As for tutoring the color's own basic lands to hand, I would expand the tithe effects of white to do that since it has that "slow and steady" feeling of building a community. Also, a phrase like "Endless Plains" keeps popping up in my mind.

Some of those blogatog links are quite funny at times - you're referencing to them as though they were out of some scientific research with statistics and stuff.

For example:

> * mcpowless-chang asked: Is a two mana land ramp spell (rampant growth) too good for standard?

> * MaRo: Not a developer but maybe.

And what you take out of that is that "We live in a world where Rampant Growth is too strong for standard". That's hilarious!

But yes, it seems that MaRo at least doesn't consider Liliana irksome though I had hoped I could have agreed on that with him.

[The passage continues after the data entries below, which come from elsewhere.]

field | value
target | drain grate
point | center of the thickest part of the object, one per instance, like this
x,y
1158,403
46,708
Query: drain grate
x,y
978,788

Also, I think having ramp spells in all colors would just be dumb. This is one of the multitude of reasons why I think many of the artifacts push the color pie waaayyy too much.

As a disclaimer, it might be worth of note that I also would not have drawbackless tutors in black either, so perhaps I'm not really the person you want to convince?

For whatever reason I have always found black to be the easiest color to design cards for.

Anyway, maybe other people have something more sensible to say. I'm not honestly very good at expressing myself verbally, that is, trying to explain what I'm "understanding" (too much of the procession is happening at intuitive levels).

Hopefully it isn't too irritating that I'm pairing color pie with flavor, but from to me, the flavor is why the color pie and the game itself exists. Obviously you can "justify everything" with flavor, but not all those "flavor justifications" are created equal - or those same cards could still be expressed with the current color pie and so on.

Like here, with a name like "Fester the Blight" I would expect some kind of constant life loss, or buff from creatures dying or something. Swamps themselves don't feel that nasty to me. They're functional quite identical to the other basic lands.